Ce n’est pas par hasard que les mouvements islamistes ont accédé à la scène politique marocaine à un moment de turbulence historique. Ils se sont infiltrés dans le cœur de millions de Marocains par les portes de l’« identité », de « la justice » et de « la lutte contre la corruption », se présentant comme des sauveurs moraux en temps de trahison politique. Mais comme l’histoire le rappelle sans cesse : ce ne sont pas les intentions qui façonnent les transformations, mais la compétence, la vision et la capacité à changer. Malheureusement, toutes ces qualités ont été totalement absentes de l’expérience des islamistes au Maroc.

Dès leur arrivée au parlement et dans les institutions de l’État, la faiblesse structurelle de l’idéologie islamique s’est révélée. Leur discours était clairement conçu pour émouvoir, plutôt que pour construire. Ils excellaient dans l’art oratoire plus que dans la législation, jouaient sur les émotions des gens plus qu’ils ne géraient des dossiers. Lorsqu’ils ont été confrontés au test du pouvoir, ils ont chuté de façon morale et politique retentissante, trahissant leurs promesses, s’alliant avec ceux qu’ils avaient auparavant dénoncés, et se sont tus face à la corruption qu’ils avaient juré de combattre.

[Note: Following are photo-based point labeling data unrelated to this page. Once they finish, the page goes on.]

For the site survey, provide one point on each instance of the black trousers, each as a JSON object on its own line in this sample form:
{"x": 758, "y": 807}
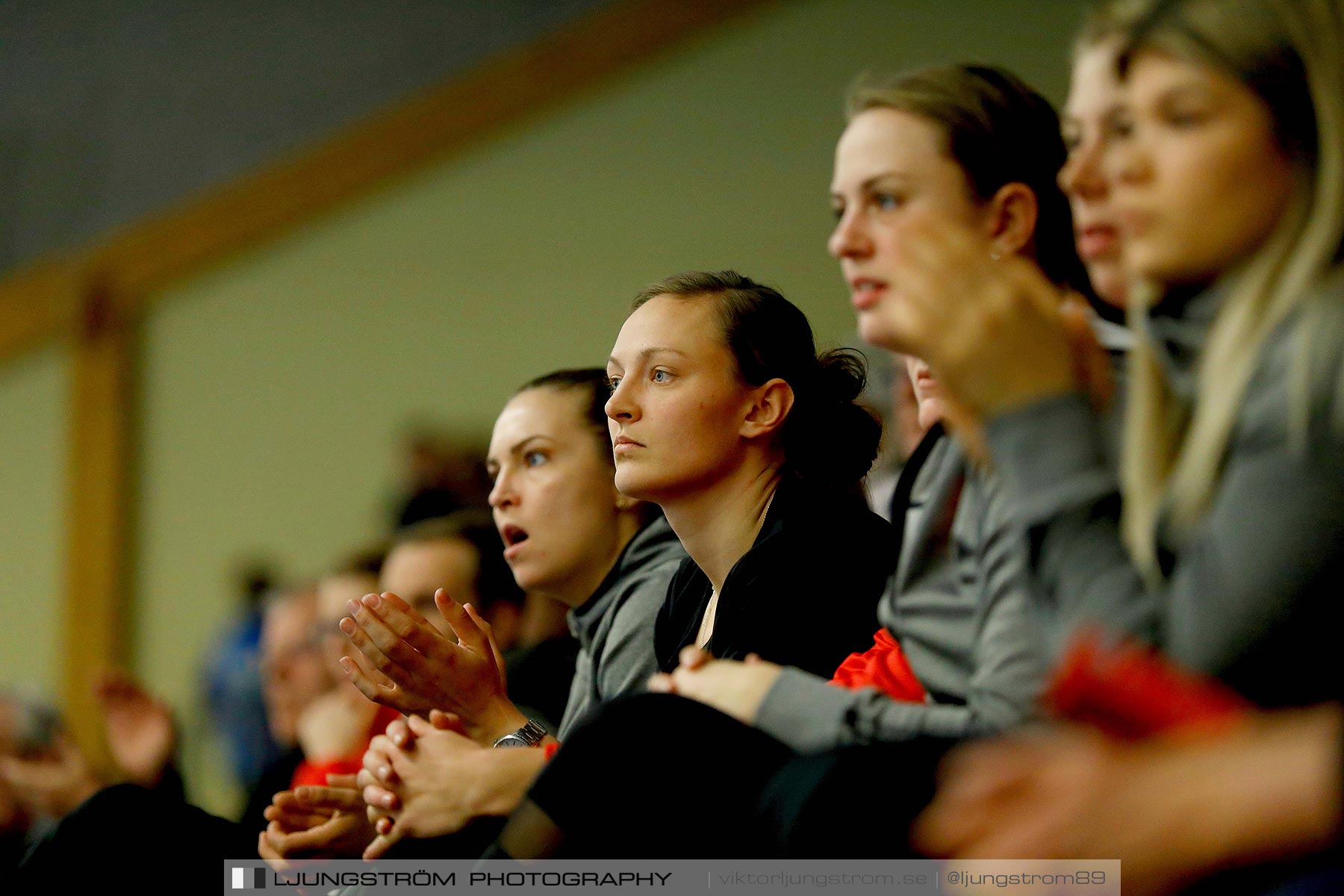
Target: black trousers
{"x": 659, "y": 775}
{"x": 168, "y": 841}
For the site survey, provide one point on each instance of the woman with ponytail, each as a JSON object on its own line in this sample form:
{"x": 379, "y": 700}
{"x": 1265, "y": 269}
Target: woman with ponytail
{"x": 959, "y": 653}
{"x": 725, "y": 415}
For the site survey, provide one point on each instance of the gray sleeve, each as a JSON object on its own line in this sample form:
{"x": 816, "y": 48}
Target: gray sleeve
{"x": 626, "y": 659}
{"x": 1008, "y": 668}
{"x": 1275, "y": 523}
{"x": 1053, "y": 461}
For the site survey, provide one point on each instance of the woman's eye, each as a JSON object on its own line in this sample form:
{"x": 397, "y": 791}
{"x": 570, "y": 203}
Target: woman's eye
{"x": 1184, "y": 117}
{"x": 1119, "y": 127}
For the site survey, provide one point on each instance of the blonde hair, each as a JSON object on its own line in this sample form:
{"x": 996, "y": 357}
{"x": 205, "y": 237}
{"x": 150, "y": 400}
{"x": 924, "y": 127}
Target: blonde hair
{"x": 1290, "y": 54}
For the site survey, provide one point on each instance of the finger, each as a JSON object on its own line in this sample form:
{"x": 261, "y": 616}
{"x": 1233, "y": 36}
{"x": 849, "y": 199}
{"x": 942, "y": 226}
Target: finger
{"x": 381, "y": 798}
{"x": 379, "y": 763}
{"x": 408, "y": 629}
{"x": 694, "y": 657}
{"x": 662, "y": 682}
{"x": 399, "y": 734}
{"x": 267, "y": 850}
{"x": 289, "y": 801}
{"x": 447, "y": 722}
{"x": 381, "y": 845}
{"x": 288, "y": 821}
{"x": 332, "y": 798}
{"x": 394, "y": 601}
{"x": 418, "y": 726}
{"x": 488, "y": 632}
{"x": 367, "y": 684}
{"x": 461, "y": 622}
{"x": 378, "y": 644}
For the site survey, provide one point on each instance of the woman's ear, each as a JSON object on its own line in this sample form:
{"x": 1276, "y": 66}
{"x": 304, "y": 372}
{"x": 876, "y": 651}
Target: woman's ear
{"x": 769, "y": 408}
{"x": 1012, "y": 220}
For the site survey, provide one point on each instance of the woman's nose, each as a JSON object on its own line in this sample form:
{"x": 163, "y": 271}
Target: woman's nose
{"x": 502, "y": 494}
{"x": 620, "y": 406}
{"x": 1082, "y": 173}
{"x": 850, "y": 238}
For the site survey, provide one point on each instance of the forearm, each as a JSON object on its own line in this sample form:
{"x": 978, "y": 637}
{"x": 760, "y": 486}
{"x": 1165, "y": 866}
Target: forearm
{"x": 497, "y": 718}
{"x": 510, "y": 775}
{"x": 811, "y": 715}
{"x": 1285, "y": 794}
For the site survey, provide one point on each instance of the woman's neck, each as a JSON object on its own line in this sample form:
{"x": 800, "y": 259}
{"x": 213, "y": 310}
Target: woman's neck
{"x": 718, "y": 526}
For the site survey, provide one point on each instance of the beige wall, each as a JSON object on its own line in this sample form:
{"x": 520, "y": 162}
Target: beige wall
{"x": 276, "y": 383}
{"x": 33, "y": 453}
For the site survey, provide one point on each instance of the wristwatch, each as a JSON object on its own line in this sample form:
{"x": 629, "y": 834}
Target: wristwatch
{"x": 529, "y": 735}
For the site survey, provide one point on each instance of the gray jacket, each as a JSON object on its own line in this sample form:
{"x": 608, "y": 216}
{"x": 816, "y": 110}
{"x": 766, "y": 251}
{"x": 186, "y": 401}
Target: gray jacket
{"x": 615, "y": 628}
{"x": 1253, "y": 593}
{"x": 959, "y": 606}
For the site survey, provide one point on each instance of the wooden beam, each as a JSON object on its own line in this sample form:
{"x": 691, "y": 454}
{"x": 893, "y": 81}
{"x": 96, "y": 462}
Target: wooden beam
{"x": 99, "y": 511}
{"x": 139, "y": 261}
{"x": 37, "y": 304}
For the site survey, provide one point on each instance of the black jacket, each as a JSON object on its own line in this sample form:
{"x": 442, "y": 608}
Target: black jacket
{"x": 804, "y": 595}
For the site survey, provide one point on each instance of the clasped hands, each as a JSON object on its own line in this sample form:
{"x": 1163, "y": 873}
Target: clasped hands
{"x": 417, "y": 669}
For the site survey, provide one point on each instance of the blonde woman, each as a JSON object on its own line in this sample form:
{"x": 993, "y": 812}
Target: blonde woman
{"x": 1229, "y": 187}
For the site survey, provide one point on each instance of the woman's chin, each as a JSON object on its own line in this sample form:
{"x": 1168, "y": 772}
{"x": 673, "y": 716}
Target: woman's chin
{"x": 930, "y": 411}
{"x": 874, "y": 331}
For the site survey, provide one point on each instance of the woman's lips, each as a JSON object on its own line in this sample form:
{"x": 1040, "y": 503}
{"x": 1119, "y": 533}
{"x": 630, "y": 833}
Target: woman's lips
{"x": 1098, "y": 240}
{"x": 624, "y": 445}
{"x": 866, "y": 293}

L’idéologie islamique dans la politique marocaine est devenue une version révisée du populisme masqué par la religion. Au lieu de présenter un projet équilibrant la référence religieuse et les exigences de l’État moderne, ils se sont laissés entraîner par des calculs électoraux étroits, se livrant à la justification au nom de la « réalité politique ». Nous avons vu comment des concepts comme la « bonne gouvernance », la « lutte contre le privilège » et l’« austérité » sont devenus des armes politiques utilisées contre la classe moyenne, tandis que les cercles de privilège restaient intacts.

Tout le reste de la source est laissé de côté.